This odd ransomware deletes your data a few bytes at a time – a data wiper reportedly replaces every other 666 bytes of data with just junk.
This Odd Ransomware Deletes Your Data A Few Bytes at a Time
A brand new data-wiping malware has just been detected, infecting more and more endpoints with every passing day, but one thing that is most curious is that this data-wiping malware in question poses as ransomware.
The malware in question is known as Azov Ransomware and when it runs on the device of a victim it overwrites file data with junk thus rendering the files useless. The overwrite is cyclical meaning that the malware would overwrite 666 bytes of data and then leave the next 666 intact and then repeat the process all over again.
And even though there is no way to get the corrupted files back, there really is no description key or ransom demands. The malware comes with a ransom note saying that victims should reach out to security researchers and journalists for assistance.

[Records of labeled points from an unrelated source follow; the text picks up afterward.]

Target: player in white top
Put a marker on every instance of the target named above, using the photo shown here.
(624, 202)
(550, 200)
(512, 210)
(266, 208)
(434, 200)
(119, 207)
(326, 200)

The Azov Ransomware Comes With a Trigger
One other curious thing about Azov ransomware is that it comes with a trigger, having it to idly sit on the endpoint until October 27, 10:14:30 AM UTC, after which from that point on all hell breaks loose.
When this date finally comes, the victim does not need to necessarily run the exact executable running which just about any program will be able to do. This simply is because the wiper will infect all other 64-bit executables on the devices whose file paths do not hold these set of strings: :\Windows
\ProgramData\
\cache2\entries
\Low\Content.IE5\
\User Data\Default\Cache\
Documents and Settings
\All Users,
Running a benign program in other words would make the computer crash and then ruin and spoil all of the data on it.
Azon Ransomware Is Distributed Via the Smokeloader Botnet
Azon Ransomware at the moment is being distributed via the Smokeloader botnet which is popularly found in fake pirated software and crack sites.
The Motive of the Ransomware
The motive of the person or group that is behind this wiper at the moment still remains unclear. And while some researchers think that the wiper is being used as a cover-up for other malicious activities and behavior, others think that the motive is nothing just more than to troll the cybersecurity community.